13.01.2012 22:36 Brent: “I think he may go wrong there. If you like Julian Jaynes’ theory of the origin of consciousness: a kind internalized perception of speech that evolved because of co-opting brain structures used for hearing and language processing. Then, because it is sharing the same processing for inner narrative and for social exchange the two can’t drift apart.”

13.01.2012 23:50: I would say that before speech there was music. And without conscious experience music is not possible. How sound waves form music without consciousness? Hence Julian Jaynes’ theory does not impress me.

13.01.2012 22:36 Brent: “Intelligence, the modeling of oneself and ones relations to others has survival value and this is tied through language to internal narratives. I think there could be intelligence which did this modeling in someway not shared with external perception and while it would be conscious in the sense of having an internal model of itself and its relations, it’s consciousness might be different from ours. We can imagine this in part by considering changes to our own consciousness. If you’re like me, more of your thinking is in words and images than in talking pictures. But suppose there were implanted in your brain an internet connection. Of course we developed the internet so it has a lot of written language and pictures; but suppose for some reason the internet connection in your brain only transmitted youtube.videos. So when you thought of Obama, instead of the word “Obama” or a picture of him springing to mind, a video of him would spring to mind. This would be a qualitative change in your consciousness. ”

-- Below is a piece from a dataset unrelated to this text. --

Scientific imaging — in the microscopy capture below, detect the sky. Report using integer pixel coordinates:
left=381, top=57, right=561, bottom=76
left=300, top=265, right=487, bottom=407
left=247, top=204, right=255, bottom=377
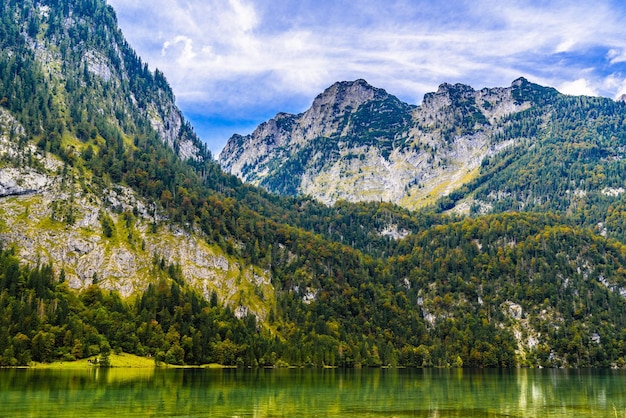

13.01.2012 23:50: The main question here is how unconscious process in the brain produce conscious experience. Say, there is some problem and it is necessary to make choices. A person who has no idea what to do goes to sleep and in the morning he has a conscious experience of a very good solution that has been prepared unconsciously during the sleep. Then a question is how to make a border between conscious and unconscious. Or you believe that the both phenomena are the same?

14.01.2012 03:06 Brent: “So does Gray think that beings can be conscious without being
intelligent or intelligent without being conscious?”

14.01.2012 09:08: The first part is definite yes, for example “But we can, I believe, safely assume that mammals possess conscious experience.”

There is no clear answer for the second part in the book. Well, for example

“Language, for example, cannot be necessary for conscious experience. The reverse, however, may be true: it may be that language (and other functions) could not be evolved in the absence of conscious experience”.

It depends however on the definition, I would say that a self-driving car is intelligent and a rock not, but even in this case it is not completely clear to me how to define it unambiguously.

Gray’s personal position is that consciousness survival values is “late error detection” that happens through some multipurpose and multi-functional display. This fits actually quite good in cybernetics but leaves a question open about the nature of such a display.